Gerald Thomas está latindo, latindo, mas não geralmente mordendo. “Fabi e eu sempre podíamos lutar por qualquer motivo, e logo depois está tudo bem”, diz ele. No entanto, o diretor de Trilogy Kafka, The Flash and Crash Days e A Circus of Kidneys and Livers está longe desse coro vibrante em torno do chamado teatro digital que surgiu durante a pandemia.

Ao contrário, Thomas pede respeito pelos grandes programas e filmes antes de classificá-los dessa forma, e espera que esse formato da internet seja logo esquecido.



“Acho que é uma tentativa extremamente irritada de convencer as pessoas de que estão adotando uma nova linguagem. O teatro é um ritual, é um contato, o público se polui com o espetáculo, a internet é solitária, é apenas um atalho ”, define.

Thomas pode realmente ter pouca paciência com o teatro durante a pandemia, mas não vacilou em outro ataque. “Espero ter que fazer isso por um curto período de tempo”, avisa.

Com a mesma Fabiana Gugli prepara a Trilogia Beckett, encontro de três pequenos dramas da dramaturga irlandesa That Time, Rocking Chair e Footfalls, que será veiculada no canal do Sesc e, futuramente, editada pessoalmente. “Meu próprio pessimismo me assombra e critica, ‘Uau, você vai fazer Beckett de novo? Tente olhar para o futuro, cara. ”

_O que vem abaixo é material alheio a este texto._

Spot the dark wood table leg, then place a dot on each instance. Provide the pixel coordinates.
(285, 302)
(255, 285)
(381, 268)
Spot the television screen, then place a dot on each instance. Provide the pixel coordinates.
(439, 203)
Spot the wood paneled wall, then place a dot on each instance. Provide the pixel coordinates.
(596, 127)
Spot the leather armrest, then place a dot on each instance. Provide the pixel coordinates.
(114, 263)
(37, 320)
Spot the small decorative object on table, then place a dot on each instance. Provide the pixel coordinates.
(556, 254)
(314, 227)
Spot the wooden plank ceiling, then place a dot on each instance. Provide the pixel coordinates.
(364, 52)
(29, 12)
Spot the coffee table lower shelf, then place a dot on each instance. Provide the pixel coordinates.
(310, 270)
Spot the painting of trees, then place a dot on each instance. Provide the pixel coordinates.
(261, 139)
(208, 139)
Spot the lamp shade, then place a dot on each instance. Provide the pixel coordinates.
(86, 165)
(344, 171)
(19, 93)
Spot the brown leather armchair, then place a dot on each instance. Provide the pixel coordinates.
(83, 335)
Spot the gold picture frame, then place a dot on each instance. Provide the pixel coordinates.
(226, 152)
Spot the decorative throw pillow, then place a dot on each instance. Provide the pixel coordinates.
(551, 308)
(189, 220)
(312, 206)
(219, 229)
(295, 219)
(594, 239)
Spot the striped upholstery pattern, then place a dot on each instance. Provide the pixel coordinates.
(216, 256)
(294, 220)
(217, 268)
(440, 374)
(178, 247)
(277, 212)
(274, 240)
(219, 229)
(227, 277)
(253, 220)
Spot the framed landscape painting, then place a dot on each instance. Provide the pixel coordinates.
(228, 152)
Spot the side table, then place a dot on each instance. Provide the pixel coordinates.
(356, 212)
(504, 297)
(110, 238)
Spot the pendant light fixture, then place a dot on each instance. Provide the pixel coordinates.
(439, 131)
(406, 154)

E ouvindo o superego, Gerald Thomas mostra falta de otimismo e escreve um texto inédito sob o título provisório Shattered, que deve reunir pessoalmente no Brasil assim que passar a pandemia. A performance, criada em homenagem ao ator Luiz Damasceno, um dos integrantes de sua extinta Companhia de Ópera Seca, tem como foco o embate de dois atores de gerações diferentes.

“O teatro já existia antes de ser escrito, já enfrentou tantos fantasmas e não será pelo que vai mudar ou deixar de existir” – diz o artista com surpreendente esperança, esperando impacientemente.